# Touch screen inaccuracy



## amw (Sep 30, 2011)

Using thumb keyboard right now but had same issue in better keyboard and regular GB as well.

Randomly my touches become inaccurate or a specific character will not input on screen when I push it. If I back out of the txt screen or wherever I'm writing and go back in, it usually works fine again. Using ShiftAosp 2.7. Happens regardless of kernel.
Is there a screen calibration type app or a fix for this?

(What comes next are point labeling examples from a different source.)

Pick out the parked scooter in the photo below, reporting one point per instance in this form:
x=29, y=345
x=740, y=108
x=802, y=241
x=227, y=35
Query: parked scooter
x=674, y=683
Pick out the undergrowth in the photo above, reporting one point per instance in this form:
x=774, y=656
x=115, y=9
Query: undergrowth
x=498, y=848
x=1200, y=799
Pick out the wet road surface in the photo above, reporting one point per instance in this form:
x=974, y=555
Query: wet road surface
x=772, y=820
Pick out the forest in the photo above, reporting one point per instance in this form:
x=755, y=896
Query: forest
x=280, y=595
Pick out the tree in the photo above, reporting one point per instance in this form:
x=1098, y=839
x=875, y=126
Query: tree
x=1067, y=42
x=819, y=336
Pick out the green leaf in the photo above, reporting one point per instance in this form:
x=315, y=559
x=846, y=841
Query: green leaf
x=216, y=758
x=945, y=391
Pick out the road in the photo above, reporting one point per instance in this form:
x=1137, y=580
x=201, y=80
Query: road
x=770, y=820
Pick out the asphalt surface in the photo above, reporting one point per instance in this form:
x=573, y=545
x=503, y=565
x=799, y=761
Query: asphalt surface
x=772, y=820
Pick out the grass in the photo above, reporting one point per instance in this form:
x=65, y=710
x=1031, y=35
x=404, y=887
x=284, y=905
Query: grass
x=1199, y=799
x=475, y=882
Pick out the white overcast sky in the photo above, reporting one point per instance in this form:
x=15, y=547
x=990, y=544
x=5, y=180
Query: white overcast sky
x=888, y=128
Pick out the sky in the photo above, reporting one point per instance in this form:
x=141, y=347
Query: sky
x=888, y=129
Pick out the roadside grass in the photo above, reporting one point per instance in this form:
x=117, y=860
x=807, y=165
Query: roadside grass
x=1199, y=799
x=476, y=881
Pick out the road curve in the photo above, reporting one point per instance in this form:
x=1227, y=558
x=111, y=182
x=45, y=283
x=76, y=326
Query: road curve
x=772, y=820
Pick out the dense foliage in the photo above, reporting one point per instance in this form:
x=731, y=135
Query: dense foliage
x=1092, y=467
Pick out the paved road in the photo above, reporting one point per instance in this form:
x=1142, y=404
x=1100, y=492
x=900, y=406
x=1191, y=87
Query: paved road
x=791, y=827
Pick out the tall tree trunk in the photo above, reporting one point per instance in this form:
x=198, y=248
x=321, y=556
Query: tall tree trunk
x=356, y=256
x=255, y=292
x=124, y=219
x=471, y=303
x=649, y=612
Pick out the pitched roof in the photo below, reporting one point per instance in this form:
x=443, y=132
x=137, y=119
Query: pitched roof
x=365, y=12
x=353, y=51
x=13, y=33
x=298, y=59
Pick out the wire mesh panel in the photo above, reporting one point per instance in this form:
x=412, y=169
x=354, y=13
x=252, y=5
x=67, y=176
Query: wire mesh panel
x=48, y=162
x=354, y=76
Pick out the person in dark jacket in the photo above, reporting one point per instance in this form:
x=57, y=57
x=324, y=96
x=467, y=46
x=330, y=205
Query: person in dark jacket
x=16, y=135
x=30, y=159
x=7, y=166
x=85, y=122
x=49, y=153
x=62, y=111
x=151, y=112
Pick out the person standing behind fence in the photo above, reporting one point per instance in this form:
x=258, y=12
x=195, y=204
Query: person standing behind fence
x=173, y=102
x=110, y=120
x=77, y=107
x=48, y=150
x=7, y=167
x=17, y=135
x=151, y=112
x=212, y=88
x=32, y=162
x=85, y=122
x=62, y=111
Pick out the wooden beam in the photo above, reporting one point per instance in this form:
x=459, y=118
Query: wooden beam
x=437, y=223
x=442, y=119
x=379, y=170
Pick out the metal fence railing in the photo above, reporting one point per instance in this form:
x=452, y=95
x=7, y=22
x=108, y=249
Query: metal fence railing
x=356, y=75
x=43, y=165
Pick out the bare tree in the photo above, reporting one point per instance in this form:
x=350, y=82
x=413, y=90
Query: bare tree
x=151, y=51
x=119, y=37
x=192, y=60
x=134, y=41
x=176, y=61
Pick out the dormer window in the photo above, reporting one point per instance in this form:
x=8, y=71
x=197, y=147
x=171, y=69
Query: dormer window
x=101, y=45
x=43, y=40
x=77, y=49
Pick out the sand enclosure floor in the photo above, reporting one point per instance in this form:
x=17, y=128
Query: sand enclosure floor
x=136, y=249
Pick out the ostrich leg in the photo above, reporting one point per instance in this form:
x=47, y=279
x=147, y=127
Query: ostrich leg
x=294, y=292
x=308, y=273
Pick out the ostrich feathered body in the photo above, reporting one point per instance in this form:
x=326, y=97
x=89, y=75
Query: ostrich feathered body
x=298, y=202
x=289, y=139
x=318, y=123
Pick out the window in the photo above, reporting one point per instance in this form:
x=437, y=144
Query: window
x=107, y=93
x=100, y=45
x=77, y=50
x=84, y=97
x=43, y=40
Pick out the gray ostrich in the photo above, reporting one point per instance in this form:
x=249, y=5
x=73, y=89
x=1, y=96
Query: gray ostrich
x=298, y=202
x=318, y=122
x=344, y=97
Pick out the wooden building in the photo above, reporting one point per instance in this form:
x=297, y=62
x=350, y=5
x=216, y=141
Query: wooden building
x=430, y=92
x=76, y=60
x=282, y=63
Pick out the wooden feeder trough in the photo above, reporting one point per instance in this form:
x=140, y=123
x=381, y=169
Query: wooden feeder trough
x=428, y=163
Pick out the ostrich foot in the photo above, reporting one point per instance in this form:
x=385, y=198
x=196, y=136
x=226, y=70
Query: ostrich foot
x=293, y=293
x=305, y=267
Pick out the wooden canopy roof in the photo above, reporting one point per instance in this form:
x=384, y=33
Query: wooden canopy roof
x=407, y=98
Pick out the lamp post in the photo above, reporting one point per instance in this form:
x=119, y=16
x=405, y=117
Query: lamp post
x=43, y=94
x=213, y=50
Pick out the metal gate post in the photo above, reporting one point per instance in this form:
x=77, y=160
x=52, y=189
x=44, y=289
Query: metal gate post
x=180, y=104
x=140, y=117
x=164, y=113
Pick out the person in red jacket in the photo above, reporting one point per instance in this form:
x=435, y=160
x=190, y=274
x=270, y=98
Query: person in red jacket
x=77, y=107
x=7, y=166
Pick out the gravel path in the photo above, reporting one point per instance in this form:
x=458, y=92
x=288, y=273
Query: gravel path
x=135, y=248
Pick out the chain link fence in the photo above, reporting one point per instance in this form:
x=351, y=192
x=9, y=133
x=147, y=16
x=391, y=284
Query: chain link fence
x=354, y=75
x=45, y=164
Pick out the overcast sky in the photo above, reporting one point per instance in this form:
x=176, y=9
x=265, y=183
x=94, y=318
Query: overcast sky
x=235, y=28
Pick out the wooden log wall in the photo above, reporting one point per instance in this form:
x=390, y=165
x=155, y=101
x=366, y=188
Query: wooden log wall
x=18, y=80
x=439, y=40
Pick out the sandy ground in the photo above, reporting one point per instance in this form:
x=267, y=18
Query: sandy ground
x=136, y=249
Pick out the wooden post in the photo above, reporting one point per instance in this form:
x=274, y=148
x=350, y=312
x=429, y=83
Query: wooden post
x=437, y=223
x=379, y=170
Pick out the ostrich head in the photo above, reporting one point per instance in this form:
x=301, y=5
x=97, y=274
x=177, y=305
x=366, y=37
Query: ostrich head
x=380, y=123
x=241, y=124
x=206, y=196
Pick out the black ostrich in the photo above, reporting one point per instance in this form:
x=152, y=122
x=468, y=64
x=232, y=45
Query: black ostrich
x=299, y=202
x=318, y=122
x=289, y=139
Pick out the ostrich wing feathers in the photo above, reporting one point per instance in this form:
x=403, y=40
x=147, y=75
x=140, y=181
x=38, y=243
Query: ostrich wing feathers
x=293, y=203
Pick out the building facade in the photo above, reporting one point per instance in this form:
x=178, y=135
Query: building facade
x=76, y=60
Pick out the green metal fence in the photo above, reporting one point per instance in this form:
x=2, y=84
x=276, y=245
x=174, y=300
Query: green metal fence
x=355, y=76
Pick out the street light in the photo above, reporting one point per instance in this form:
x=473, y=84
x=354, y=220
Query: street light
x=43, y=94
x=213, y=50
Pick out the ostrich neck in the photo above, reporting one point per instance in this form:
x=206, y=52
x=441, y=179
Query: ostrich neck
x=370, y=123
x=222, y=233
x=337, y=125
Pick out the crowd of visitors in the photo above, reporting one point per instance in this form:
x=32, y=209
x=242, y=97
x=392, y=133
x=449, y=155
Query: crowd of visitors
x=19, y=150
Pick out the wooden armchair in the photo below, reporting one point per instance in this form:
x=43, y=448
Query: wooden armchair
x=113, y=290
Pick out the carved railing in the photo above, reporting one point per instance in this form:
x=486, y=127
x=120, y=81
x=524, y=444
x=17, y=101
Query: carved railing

Under settings>display or keyboard settings I dont have the calibration option. Maybe that's a sense thing.


----------



## chrisjm00 (Aug 20, 2011)

I have had a few thunderbolts. Each exhibited the same behavior. Its odd but I have learned to accept it.


----------



## miketoasty (Jun 10, 2011)

Have never experienced this with my tb. Are you using a 3rd party battery or charger?


----------



## mikeyo1990 (Jul 25, 2011)

I have the same problem with my tb it gets real annoying. But also another fix is just turning the screen off and then back on and it will work again.


----------



## locusto03 (Aug 9, 2011)

mikeyo1990 said:


> I have the same problem with my tb it gets real annoying. But also another fix is just turning the screen off and then back on and it will work again.


This is what I do to fix the problem. Strangely, it's usually the A key that stops responding for me.


----------



## cloud36426 (Jun 10, 2011)

I have it happen to me as well. It is not only on the keyboard though. It just happens from time to time.


----------



## amw (Sep 30, 2011)

Anyone ever try G-sensor calibrate? I probably don't see it under display since I'm on aosp. Not using any third party batteries. Standard HTC charger and HTC extended battery (aka the tank).

Yup, pressing back or home or screen off tends to fix it but it's a constant thing. Right now I'm having minimal issue since switching to a standard GB skin on thumb keyboard.

But this issue is usually really bad for me with drod omfgb or slayher kernel. Great kernels otherwise. However, tiamat 1.1.3 is the best I've experienced with screen precision amongst other things.

Guess more the reason for me to switch to galaxy nexus (since I hear that's the final name).


----------



## hotelmrrsn (Jul 11, 2011)

Known issue with this phone, bottom half of the digitizer becomes unresponsive at times. VZW replaced my original with this one and said it was a known issue. Just call customer service explain the issue and your inability to type and they'll replace it, they are all less than a year old and therefore still under factory warranty. Don't forget to unroot though 

By the power of greyskull


----------